Well, she’d impressed them all right; they had looked at her as if they couldn’t believe the Council would insult them like this.  And whether Octa had thought Mac was threatening her or not didn’t matter, both comms were gone and there was no point trying to find them at night.  She had to use the lumipanel’s weak light as a beacon to guide her over the last few meters, as darkness came to the valley; but she made it.  They made it.

There was nothing to do now except strip wet uniforms from both their bodies, to roll them up together inside the dry blankets; to hold this boy of twenty-five in her arms, him naked and she in her still-dry underwear, and wait nineteen hours for morning to come.

* * *

“What in bloody hell does he mean, the Admiral’s shuttle disappeared?”  Commander Kristen Nordstrom asked the question incredulously as much as angrily.  She looked at her captain, and she waited for a response.

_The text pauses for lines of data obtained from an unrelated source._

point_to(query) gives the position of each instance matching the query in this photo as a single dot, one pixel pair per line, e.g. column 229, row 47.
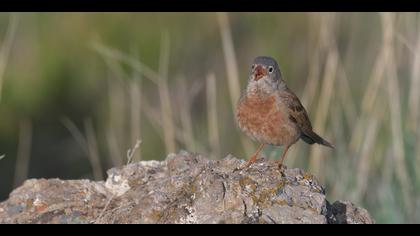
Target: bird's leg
column 280, row 162
column 254, row 156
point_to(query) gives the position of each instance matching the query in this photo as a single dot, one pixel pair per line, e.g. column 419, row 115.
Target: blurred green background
column 77, row 90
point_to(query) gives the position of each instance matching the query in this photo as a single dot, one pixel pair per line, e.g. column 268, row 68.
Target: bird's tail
column 311, row 137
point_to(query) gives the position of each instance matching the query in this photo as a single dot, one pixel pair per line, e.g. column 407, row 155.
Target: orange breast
column 266, row 120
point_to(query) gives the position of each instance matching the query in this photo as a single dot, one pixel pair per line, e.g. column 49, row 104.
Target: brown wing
column 297, row 112
column 298, row 115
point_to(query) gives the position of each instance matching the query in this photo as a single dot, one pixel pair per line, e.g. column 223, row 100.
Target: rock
column 185, row 188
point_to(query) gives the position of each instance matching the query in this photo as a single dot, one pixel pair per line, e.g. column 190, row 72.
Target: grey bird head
column 265, row 73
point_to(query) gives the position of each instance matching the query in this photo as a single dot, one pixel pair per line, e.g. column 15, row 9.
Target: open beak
column 259, row 72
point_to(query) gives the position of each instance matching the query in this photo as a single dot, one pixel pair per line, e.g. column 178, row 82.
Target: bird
column 270, row 113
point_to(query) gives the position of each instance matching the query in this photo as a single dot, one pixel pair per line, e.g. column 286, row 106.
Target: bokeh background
column 78, row 91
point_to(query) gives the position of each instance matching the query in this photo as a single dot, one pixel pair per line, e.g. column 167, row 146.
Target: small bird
column 270, row 113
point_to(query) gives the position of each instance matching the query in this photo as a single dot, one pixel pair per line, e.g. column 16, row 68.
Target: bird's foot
column 281, row 166
column 246, row 165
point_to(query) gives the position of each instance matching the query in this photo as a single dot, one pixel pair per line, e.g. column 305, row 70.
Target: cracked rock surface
column 185, row 188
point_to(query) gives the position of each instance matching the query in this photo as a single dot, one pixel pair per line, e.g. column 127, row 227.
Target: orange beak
column 259, row 72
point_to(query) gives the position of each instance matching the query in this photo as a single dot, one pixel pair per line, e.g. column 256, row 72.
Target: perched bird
column 270, row 113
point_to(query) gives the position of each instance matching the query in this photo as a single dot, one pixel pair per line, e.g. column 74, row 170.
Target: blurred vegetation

Thaddeus Worthington held out a hand toward his executive officer.  He was usually such a mild person that those who didn’t know him well wondered how Thad Worthington had ever come to command a starship; but those who did know him, Nordstrom among them, also knew that when he suddenly got through being mild you didn’t want to be the person who had caused him to reach that point.  He directed his next words to the viewscreen and the image it displayed, though, after he’d nodded toward ops so that he would be put through.

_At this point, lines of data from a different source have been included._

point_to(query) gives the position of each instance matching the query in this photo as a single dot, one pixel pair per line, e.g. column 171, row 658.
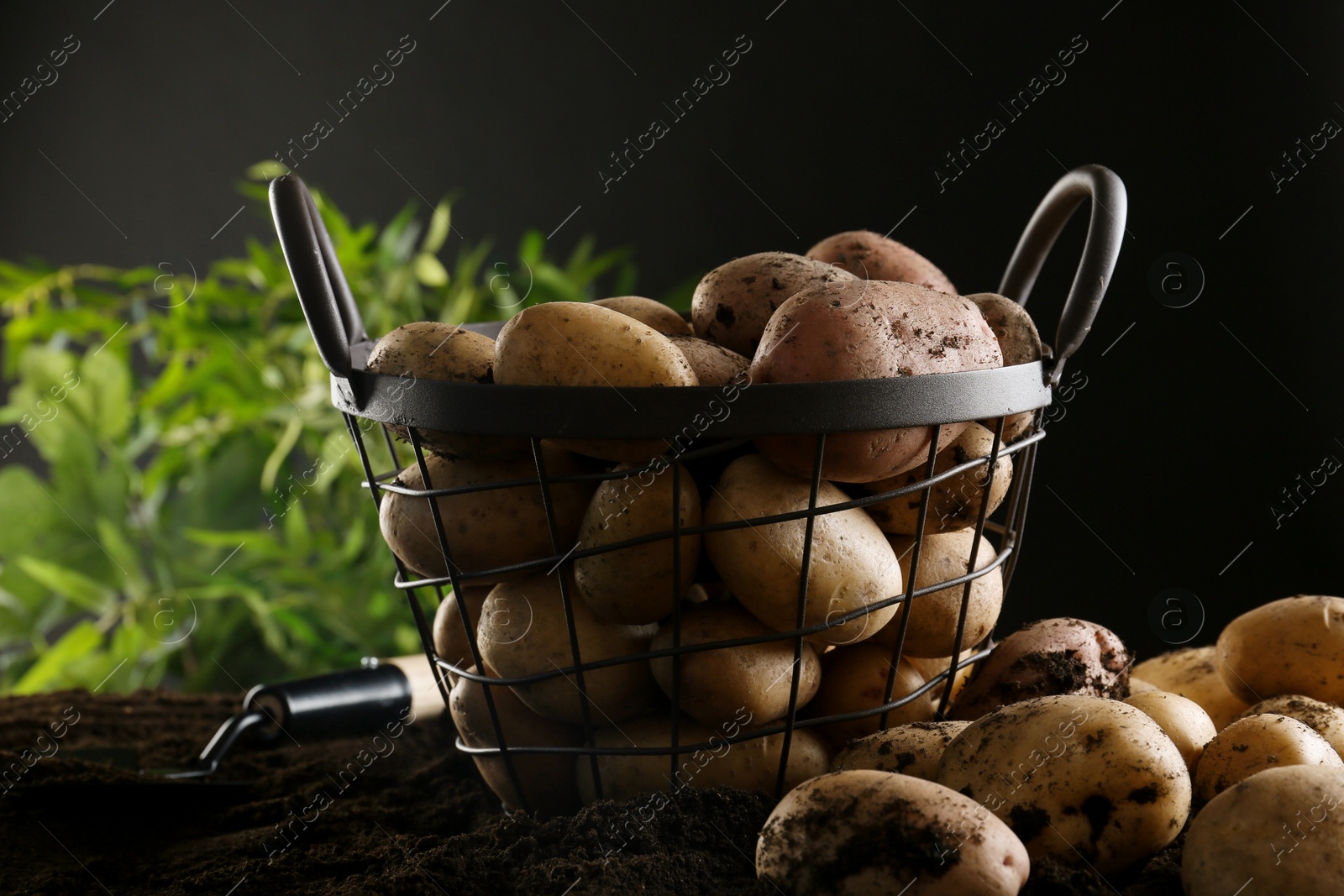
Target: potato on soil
column 954, row 503
column 933, row 620
column 869, row 329
column 635, row 584
column 851, row 564
column 734, row 301
column 873, row 832
column 1256, row 743
column 909, row 750
column 486, row 530
column 432, row 351
column 874, row 257
column 1084, row 779
column 1047, row 658
column 716, row 684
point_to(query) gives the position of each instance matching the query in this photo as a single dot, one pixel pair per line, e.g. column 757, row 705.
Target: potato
column 648, row 312
column 716, row 684
column 1193, row 672
column 874, row 257
column 911, row 750
column 1077, row 778
column 635, row 584
column 486, row 530
column 585, row 344
column 712, row 363
column 853, row 679
column 933, row 620
column 548, row 781
column 1278, row 832
column 432, row 351
column 1294, row 645
column 862, row 329
column 734, row 301
column 748, row 765
column 1021, row 344
column 1256, row 743
column 450, row 641
column 523, row 633
column 851, row 564
column 954, row 503
column 1324, row 719
column 1189, row 726
column 873, row 832
column 1047, row 658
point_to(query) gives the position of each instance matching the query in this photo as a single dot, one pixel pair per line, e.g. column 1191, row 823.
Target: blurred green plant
column 179, row 532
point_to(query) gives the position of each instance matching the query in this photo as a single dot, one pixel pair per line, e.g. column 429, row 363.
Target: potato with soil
column 1047, row 658
column 1278, row 832
column 853, row 679
column 851, row 563
column 635, row 584
column 869, row 329
column 1256, row 743
column 648, row 312
column 913, row 748
column 954, row 503
column 1294, row 645
column 523, row 633
column 490, row 528
column 748, row 765
column 734, row 301
column 874, row 257
column 585, row 344
column 1084, row 779
column 716, row 684
column 548, row 781
column 1193, row 672
column 933, row 620
column 873, row 832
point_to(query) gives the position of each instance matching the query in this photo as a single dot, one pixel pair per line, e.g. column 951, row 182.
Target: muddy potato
column 933, row 621
column 523, row 633
column 869, row 329
column 874, row 257
column 853, row 679
column 909, row 750
column 1278, row 832
column 432, row 351
column 486, row 530
column 954, row 503
column 648, row 312
column 716, row 684
column 1183, row 720
column 1047, row 658
column 734, row 301
column 1193, row 672
column 1256, row 743
column 635, row 584
column 873, row 832
column 1323, row 718
column 748, row 765
column 548, row 781
column 1077, row 778
column 712, row 363
column 851, row 564
column 585, row 344
column 1294, row 645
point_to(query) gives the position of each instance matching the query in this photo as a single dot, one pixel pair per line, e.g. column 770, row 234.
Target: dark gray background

Which Nordstrom hadn’t been, and for all her hot temper the Serengeti’s exec would never have been indiscreet enough to ask that rhetorical question if she’d been on comm to—the enemy?  Their allies?

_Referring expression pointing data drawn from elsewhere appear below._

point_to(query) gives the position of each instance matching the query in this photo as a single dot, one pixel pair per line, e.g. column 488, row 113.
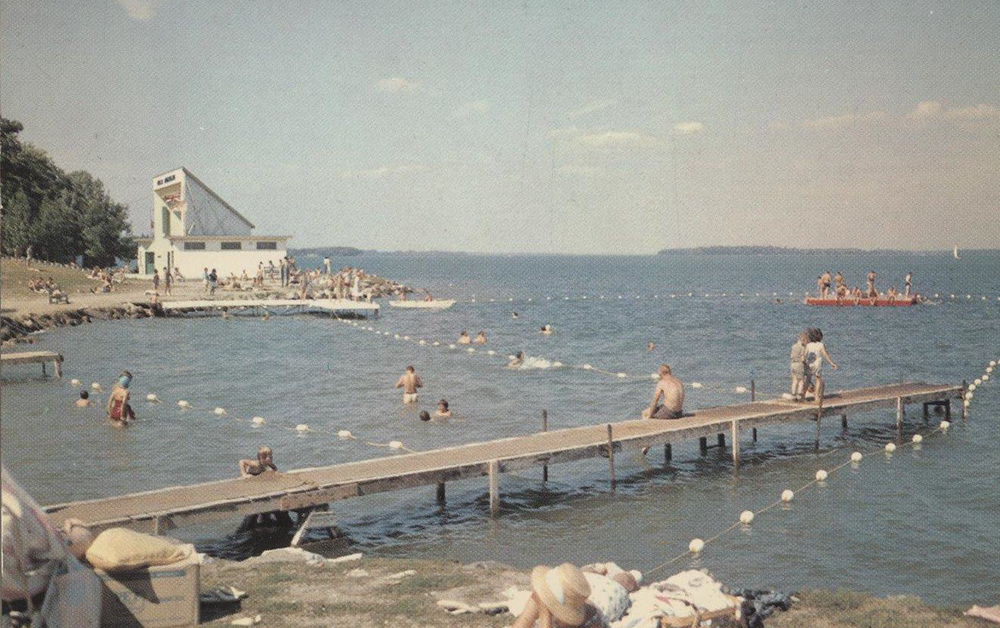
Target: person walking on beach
column 409, row 382
column 671, row 391
column 119, row 410
column 815, row 355
column 798, row 366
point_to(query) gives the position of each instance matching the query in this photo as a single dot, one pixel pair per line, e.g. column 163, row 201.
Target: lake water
column 924, row 521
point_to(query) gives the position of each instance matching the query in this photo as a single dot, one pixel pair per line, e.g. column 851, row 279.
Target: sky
column 531, row 127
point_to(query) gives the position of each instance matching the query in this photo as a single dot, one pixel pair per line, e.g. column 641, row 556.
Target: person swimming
column 264, row 461
column 409, row 382
column 84, row 400
column 443, row 411
column 119, row 410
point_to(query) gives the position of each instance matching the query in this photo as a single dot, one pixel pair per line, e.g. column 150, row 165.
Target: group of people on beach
column 828, row 286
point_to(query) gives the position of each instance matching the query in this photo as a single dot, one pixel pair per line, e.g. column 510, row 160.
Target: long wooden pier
column 272, row 307
column 34, row 357
column 163, row 509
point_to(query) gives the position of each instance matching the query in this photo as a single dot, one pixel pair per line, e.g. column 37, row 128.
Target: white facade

Just how should he regard the Harimi?  Worthington wondered that even as he started to address the orange-skinned male creature on the planet’s surface far below the orbiting flagship.  He said, “Organizer, did the shuttle crash from accidental causes, or do you believe that someone on Sacorra 6 is responsible?”

“We cannot know the cause of its crash until we have located the shuttle, Captain.”  The Harimi organizer inclined his head calmly, and beside him his female counterpart did likewise.  “However, we have no reason to believe that any of our citizens at Second Colony would have wished the Admiral harm.”

“Not even if someone down there thought her report might come out with a negative recommendation?”  Worthington kept his growing annoyance inside him for the moment, both because it wouldn’t do to antagonize the Harimi if he wanted to get any relevant information out of them—and because he knew that most of his anger should quite properly be self-directed.  If only he had put his foot down and insisted that Renata use one of their own shuttles, with her coxswain at its controls, instead of going along with their hosts’ declaration that only Harimi pilots were allowed to fly in-atmosphere craft on Harimi worlds!  That piece of sky-junk might have been state-of-the-art for local technology, but he damned himself roundly now for keeping silent when his temporary commanding officer had agreed to board the thing at all—let alone ride it from the main Harimi colony on Sacorra 5, all the way to land at their secondary colony on neighboring Sacorra 6.

And no shuttle of any vintage or origin would have dared to crash if Thor MacKenzie had been at its controls—but it was too late for second-guessing now.  Since one of Sacorra 6’s charms was a natural dissimulation effect which made it impossible for starship sensors to get anything except background readings while scanning its surface, Worthington’s task now was to persuade the Harimi to let him send out shuttles and search that world at low altitudes—visually, if that was what it took—until the admiral was found.

He wasn’t going to get that kind of cooperation by accusing and antagonizing, so for now at least he must keep his anger to himself.  And his suspicions, as well, since he’d already voiced them once and had been told they were groundless.